On May 11, 2016, President Obama signed into law the Defending Trade Secrets Act of 2016 (the Act). The Act amends the Economic Espionage Act of 1996 to create a federal private right of action for the misappropriation of trade secrets.
The Act offers to all companies with trade secrets new tools to protect against their misappropriation in interstate commerce as well as foreign commerce. Trade secret owners can use the Act in defending against both domestic and foreign threats.
While companies with valuable technology are likely to benefit the most from the Act, franchisors more generally will also benefit.
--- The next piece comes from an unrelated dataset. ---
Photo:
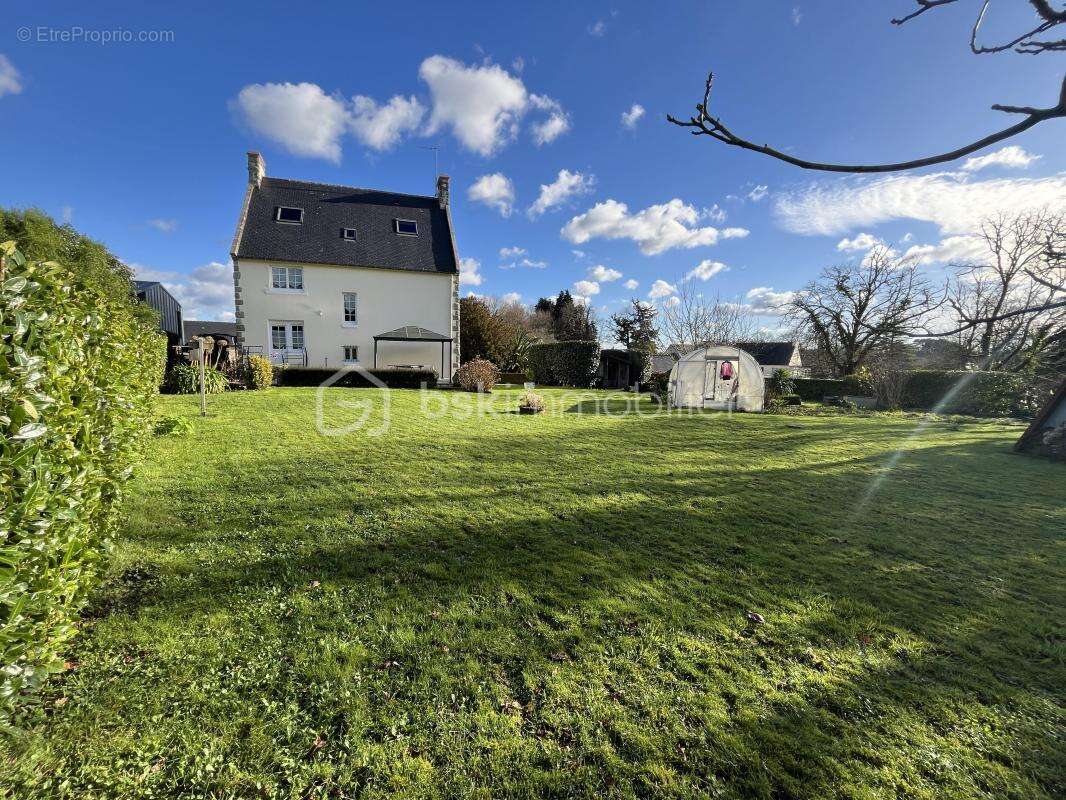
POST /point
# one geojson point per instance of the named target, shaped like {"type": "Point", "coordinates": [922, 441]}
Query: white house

The definition of “trade secret” in the Act [18 USC § 1839(3)] is not restricted to technology:
the term “trade secret” means all forms and types of financial, business, scientific, technical, economic, or engineering information, including patterns, plans, compilations, program devices, formulas, designs, prototypes, methods, techniques, processes, procedures, programs, or codes, whether tangible or intangible, and whether or how stored, compiled, or memorialized physically, electronically, graphically, photographically, or in writing if—
(A) the owner thereof has taken reasonable measures to keep such information secret; and
(B) the information derives independent economic value, actual or potential, from not being generally known to, and not being readily ascertainable through proper means by, another person who can obtain economic value from the disclosure or use of the information;
Virtually every franchisor claims that it has trade secrets. Franchise agreements typically contain a confidentiality section that prohibits franchisees from revealing such things as:
- the contents of the operational manual
- the content of the franchisor’s training and assistance
- sales and marketing techniques
- customer lists
- advertising and marketing plans
- research and development for products, services and operations
- specifications for and suppliers of the equipment, fixtures, furnishings, signs, materials and supplies used in the franchised business
- improvements and modifications to the system developed by the franchisee
In order for this information to be regarded as trade secrets entitled to the protection of the Act, the franchisor must take reasonable measures to keep such information secret. A provision in the franchise agreement alone may be enough, but protection is stronger if the franchisor periodically reminds franchisees of their confidentiality obligations and takes other steps to protect them. This may mean, for example, encryption, blocking those who leave the system from access to a secure portal, and reminding franchisees (and employees) of the nondisclosure obligation.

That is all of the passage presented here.